Researchers at Hewlett Packard Labs (HPL), part of Hewlett Packard Enterprise, have recently developed a new memristor-based annealing system that can solve combinatorial optimization problems rapidly and efficiently. This system, presented in a paper published in Nature Electronics, uses an energy-efficient neuromorphic architecture based on a Hopfield neural network, a type of recurrent neural network first disseminated by John J. Hopfield in 1982 that can be used to implement an auto-associative memory.
"In 2008, our group at HPL found the memristor (i.e., memory resistor), a two-terminal device that could store information in its resistance state even when the power was turned off," Suhas Kumar, one of the researchers who carried out the study, told TechXplore. "In 2017, we hypothesized that noisy memristors could be used to construct a Hopfield network, which could be used to solve NP-hard optimization problems instead of their original purpose of associative memory."

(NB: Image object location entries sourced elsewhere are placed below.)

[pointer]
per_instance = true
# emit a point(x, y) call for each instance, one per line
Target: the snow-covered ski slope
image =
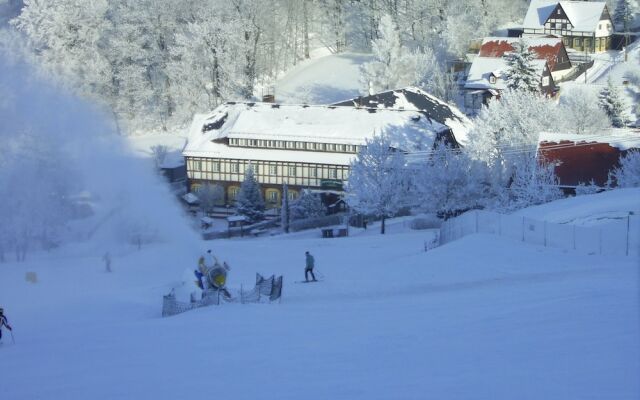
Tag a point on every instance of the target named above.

For several years, difficulties in dislodging Hopfield network-based architectures from less favorable solutions have prevented these architectures from becoming mainstream. Kumar and his colleagues were able to overcome this limitation and build a memristor-based chip that exemplifies a Hopfield network. In contrast with other systems developed in the past, their chip can solve any combinatorial optimization problem by harnessing its own noise.
"In parallel to the work that Suhas mentioned, there is also a research effort at HPL to see whether silicon photonics can be used for computation instead of communication, which is the area I have been working on since I joined the company," Thomas Van Vaerenbergh, another researcher involved in the study, told TechXplore. "At some point, we were designing a light-based accelerator called an optical Ising machine that was perfect to solve combinatorial optimization problems. I realized that—even though the physics is very different—this system could also be implemented in analog electronics using memristors."
The recent paper published in Nature Electronics is the product of a collaboration between Kumar and other researchers in HPL's memristor team and Van Vaerenbergh and his colleagues, who specialize in an area of research known as photonics. Combining their expertise, these two teams were ultimately able to design a new memristor Hopfield neural network (mem-HNN) architecture that can harness the noise present in any electrical circuit, using an innovative trick.
"More specifically, we implemented a hysteretic feedback, which enabled both amplification and suppression of noise to any predetermined level, which could then be injected into the desired part of the circuit to enable the dislodging of the system from sub-optimal solutions," Kumar said. "Based on the experimental performance of the chip at the scales of 60 nodes, we project its performance to exceed the best CPUs and GPUs by a factor of 10,000 in energy consumed to solve any given optimization problem."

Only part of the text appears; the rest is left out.